Saturday, November 12, 2011

Identity

There is nothing inherently wrong with long hair on men, tattoos, or piercings. That is quite an opening line, considering I don't necessarily care for any of them. I try not to look down on anyone that has them, but I wouldn't recommend any of them either. I have many friends that I love dearly, that have tattoos and piercings. I had my own ears pierced three times, many years ago. The long hair on men I mentioned because I used to have shoulder length hair, with a small ponytail, before I got saved. It seemed to bother a lot of people, older people anyway.

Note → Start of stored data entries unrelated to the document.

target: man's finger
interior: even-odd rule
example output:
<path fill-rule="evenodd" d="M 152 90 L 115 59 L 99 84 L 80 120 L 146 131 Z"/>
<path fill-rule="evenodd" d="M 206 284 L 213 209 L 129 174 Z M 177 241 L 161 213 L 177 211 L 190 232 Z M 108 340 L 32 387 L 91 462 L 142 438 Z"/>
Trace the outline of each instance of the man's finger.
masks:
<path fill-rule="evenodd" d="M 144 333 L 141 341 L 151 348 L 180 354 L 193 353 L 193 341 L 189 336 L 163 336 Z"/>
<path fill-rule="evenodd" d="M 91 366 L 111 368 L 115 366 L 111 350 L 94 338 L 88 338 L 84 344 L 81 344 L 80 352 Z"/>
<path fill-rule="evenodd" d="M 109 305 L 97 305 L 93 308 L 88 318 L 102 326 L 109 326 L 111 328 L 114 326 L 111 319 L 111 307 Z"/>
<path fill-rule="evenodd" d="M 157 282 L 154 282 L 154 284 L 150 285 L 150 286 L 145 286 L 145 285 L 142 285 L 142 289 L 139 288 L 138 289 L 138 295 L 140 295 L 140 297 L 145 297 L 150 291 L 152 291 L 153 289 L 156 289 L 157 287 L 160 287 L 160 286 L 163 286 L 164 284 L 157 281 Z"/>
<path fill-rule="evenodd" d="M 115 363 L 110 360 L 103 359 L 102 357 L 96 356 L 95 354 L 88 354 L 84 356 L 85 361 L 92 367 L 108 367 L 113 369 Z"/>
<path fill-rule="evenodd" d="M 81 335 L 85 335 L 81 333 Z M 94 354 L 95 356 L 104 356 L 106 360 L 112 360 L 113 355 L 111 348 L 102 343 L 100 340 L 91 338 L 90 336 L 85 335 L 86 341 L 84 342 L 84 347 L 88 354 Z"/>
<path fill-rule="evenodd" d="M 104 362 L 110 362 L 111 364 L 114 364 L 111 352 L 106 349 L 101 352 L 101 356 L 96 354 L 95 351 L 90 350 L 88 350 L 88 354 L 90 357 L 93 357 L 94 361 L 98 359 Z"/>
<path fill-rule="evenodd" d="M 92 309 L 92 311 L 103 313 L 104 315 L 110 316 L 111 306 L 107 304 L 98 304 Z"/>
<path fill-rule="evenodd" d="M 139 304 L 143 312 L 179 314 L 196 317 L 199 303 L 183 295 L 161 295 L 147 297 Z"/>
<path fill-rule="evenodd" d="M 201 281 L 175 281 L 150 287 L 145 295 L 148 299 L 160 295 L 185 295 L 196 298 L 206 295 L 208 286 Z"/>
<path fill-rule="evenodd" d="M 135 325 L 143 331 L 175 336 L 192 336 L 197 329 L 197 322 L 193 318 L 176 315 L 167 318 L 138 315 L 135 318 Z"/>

The reason I bring all this up, is because I was talking to a friend of mine today that has hair almost all the way down his back. Every time I see him, I kid him about getting it cut. The truth is, I don't care how long his hair is. I'm concerned about the fact that he CAN'T get it cut. It's become who he is. He's afraid he won't really be himself if he cuts his hair. To me, that's a little scary. I've talked to men who wouldn't shave their beards off if their life depended on it. It had become such a part of their identity that they couldn't even THINK of parting with it. It's this kind of thinking that might keep us from being able to give up things we don't need, so we can further the ministry God has given us.

I fell into that trap years ago. I said I would NEVER shave my beard. Then, I suddenly felt very vain. Since then, I grow it, shave it off, whatever feels right at the time. It's the same with the hair on my head. I am determined not to let ANY part of me become my only identity. It's the same with tattoos, piercings, whatever. I am more than one part of me. God created me to be an example of Himself. No one part of me, whether in my body, or my life, is more important than God. My identity is in Jesus Christ. Not in me.